News
Pemkab Aceh Barat Larang Permainan Domino di Ruang Publik, Warga Diminta Patuhi Syariat
3 hari yang lalu
Pemerintah Kabupaten Aceh Barat melarang permainan domino di ruang publik karena dianggap bertentangan dengan syariat Islam. Larangan ini didukung oleh Majelis Permusyawaratan Ulama (MPU) Aceh Barat dan berlaku di seluruh kecamatan. Warga diminta untuk tidak bermain domino, termasuk di warung kopi, terutama selama bulan Ramadhan.

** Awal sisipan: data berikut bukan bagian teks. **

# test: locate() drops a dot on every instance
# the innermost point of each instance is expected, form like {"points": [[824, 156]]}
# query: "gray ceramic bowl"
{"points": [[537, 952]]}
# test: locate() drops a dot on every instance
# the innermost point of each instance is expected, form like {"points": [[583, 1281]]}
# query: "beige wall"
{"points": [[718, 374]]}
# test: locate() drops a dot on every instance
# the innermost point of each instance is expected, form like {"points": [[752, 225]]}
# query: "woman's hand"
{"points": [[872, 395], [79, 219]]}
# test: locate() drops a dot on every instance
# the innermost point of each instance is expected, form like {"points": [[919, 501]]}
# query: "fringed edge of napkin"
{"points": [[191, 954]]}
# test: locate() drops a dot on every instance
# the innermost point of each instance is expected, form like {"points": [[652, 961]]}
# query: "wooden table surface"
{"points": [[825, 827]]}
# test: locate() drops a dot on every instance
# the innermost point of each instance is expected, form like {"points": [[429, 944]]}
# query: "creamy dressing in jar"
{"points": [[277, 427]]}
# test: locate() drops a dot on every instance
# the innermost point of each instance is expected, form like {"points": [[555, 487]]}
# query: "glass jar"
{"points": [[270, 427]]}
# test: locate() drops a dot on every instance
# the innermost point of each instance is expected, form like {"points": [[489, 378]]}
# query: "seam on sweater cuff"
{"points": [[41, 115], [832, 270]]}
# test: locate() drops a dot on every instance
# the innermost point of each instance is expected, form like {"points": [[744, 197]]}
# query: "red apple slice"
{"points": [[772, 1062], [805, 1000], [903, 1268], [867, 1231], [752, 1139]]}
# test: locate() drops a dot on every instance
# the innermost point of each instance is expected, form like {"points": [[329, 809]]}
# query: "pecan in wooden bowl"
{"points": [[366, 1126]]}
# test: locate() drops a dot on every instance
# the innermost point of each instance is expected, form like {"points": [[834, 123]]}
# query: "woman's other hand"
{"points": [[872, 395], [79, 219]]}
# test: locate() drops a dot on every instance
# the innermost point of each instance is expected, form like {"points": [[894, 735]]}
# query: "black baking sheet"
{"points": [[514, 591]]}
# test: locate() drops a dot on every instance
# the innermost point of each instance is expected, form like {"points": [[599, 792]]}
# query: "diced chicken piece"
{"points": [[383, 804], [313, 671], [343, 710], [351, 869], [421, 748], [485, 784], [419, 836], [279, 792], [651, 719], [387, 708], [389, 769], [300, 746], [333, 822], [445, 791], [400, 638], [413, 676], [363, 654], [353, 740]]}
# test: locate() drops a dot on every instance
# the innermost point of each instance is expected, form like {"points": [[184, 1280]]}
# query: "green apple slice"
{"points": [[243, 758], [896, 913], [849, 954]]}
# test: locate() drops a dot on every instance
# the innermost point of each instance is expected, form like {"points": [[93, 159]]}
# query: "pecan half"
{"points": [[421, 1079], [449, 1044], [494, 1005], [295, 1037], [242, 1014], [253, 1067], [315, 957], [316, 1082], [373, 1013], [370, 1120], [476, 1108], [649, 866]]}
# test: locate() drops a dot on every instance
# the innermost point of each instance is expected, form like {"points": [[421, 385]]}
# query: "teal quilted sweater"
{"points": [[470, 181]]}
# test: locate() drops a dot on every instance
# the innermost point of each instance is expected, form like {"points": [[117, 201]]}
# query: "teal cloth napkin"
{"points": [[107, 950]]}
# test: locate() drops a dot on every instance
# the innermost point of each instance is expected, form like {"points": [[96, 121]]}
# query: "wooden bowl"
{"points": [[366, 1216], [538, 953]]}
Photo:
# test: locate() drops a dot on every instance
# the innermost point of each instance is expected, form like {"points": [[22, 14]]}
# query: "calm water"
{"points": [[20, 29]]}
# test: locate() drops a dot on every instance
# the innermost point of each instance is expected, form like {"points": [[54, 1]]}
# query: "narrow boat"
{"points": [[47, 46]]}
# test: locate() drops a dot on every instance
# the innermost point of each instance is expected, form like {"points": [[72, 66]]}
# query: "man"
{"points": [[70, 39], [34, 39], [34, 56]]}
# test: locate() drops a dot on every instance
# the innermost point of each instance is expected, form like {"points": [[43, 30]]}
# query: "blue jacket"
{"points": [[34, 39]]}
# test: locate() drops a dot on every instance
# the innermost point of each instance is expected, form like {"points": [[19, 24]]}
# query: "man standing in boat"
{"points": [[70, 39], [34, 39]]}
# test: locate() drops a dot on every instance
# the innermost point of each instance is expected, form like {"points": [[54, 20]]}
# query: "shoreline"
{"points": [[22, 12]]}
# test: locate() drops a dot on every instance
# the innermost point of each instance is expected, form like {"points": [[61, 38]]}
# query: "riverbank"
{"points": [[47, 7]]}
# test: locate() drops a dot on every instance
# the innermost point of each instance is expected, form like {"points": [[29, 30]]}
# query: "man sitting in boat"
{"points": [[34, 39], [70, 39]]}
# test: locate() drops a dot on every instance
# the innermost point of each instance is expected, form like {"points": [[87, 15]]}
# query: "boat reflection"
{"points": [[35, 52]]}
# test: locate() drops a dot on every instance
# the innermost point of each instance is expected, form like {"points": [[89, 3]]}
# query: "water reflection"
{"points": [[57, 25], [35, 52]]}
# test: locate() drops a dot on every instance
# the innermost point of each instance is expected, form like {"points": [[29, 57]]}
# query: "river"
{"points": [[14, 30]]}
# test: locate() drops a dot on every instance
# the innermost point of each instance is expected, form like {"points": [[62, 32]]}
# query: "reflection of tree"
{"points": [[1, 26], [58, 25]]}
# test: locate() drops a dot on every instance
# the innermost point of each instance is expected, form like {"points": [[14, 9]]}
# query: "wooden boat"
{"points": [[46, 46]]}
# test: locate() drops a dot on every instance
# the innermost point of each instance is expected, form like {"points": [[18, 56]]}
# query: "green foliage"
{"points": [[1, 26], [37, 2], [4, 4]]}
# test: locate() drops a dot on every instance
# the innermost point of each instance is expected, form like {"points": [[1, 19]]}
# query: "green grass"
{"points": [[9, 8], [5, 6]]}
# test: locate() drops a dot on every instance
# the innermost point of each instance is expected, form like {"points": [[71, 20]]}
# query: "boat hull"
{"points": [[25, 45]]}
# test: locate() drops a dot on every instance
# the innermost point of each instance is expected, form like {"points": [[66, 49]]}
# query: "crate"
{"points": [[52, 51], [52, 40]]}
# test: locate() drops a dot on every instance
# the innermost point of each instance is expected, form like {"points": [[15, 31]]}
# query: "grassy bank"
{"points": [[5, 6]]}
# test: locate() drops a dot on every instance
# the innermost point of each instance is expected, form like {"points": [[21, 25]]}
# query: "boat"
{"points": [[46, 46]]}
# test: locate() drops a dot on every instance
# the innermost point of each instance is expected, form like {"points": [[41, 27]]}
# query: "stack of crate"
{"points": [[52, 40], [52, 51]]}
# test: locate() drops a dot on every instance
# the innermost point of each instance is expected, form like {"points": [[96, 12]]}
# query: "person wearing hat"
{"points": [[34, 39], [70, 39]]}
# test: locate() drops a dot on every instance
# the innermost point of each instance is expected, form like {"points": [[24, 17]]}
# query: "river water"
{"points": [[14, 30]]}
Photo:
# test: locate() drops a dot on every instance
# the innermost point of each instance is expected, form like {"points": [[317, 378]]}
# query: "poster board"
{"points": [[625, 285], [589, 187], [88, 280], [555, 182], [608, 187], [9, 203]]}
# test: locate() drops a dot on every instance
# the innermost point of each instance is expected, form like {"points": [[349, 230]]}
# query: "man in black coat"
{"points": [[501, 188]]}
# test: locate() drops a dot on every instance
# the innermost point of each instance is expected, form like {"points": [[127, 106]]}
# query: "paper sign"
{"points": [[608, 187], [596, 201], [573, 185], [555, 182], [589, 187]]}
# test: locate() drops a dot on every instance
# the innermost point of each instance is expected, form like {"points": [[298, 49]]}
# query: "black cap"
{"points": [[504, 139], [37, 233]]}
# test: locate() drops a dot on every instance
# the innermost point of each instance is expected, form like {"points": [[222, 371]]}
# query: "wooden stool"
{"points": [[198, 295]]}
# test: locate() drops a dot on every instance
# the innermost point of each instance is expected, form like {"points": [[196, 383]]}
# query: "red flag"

Bupati Aceh Barat, Tarmizi, menyatakan bahwa permainan domino melalaikan dan merugikan masyarakat. Ia meminta seluruh kepala desa, perangkat desa, dan pemuda untuk berperan aktif dalam memberantas praktik permainan domino di tengah-tengah masyarakat.
Alasan Larangan
- Bertentangan dengan syariat Islam: Permainan domino dianggap melanggar Qanun Aceh Nomor 6 Tahun 2014 tentang Hukum Jinayat.
- Melalaikan kewajiban: Pemain domino sering bergadang, sehingga tidak dapat bangun pagi untuk bekerja dan menafkahi keluarga.
- Potensi maksiat: Permainan domino berpotensi mengarah pada tindakan yang bertentangan dengan syariat Islam.
Dampak Larangan
- Stabilitas sosial: Larangan ini bertujuan untuk menjaga stabilitas sosial dan keamanan di Aceh Barat.
- Ekonomi masyarakat: Dengan tidak bermain domino, warga diharapkan dapat lebih fokus pada pekerjaan dan kegiatan produktif.
- Penerapan syariat: Larangan ini merupakan bagian dari upaya penerapan syariat Islam di Aceh Barat.
Tanggapan MPU Aceh Barat
Ketua MPU Aceh Barat, Tgk Mahdi Kari Usman, menyatakan bahwa permainan domino tidak memiliki nilai ibadah dan berpotensi maksiat. Ia menegaskan bahwa keterangan MUI yang memperbolehkan permainan domino bukanlah fatwa, sehingga dapat dibantah oleh MPU Aceh Barat.
Implementasi Larangan
- Pemantauan ketat: Pemerintah akan memantau dan menindak tegas pelanggaran larangan permainan domino.
- Kerja sama masyarakat: Warga diminta untuk saling mengingatkan dan melaporkan jika menemukan praktik permainan domino.
- Sosialisasi: Pemerintah akan melakukan sosialisasi mengenai larangan ini kepada seluruh masyarakat Aceh Barat.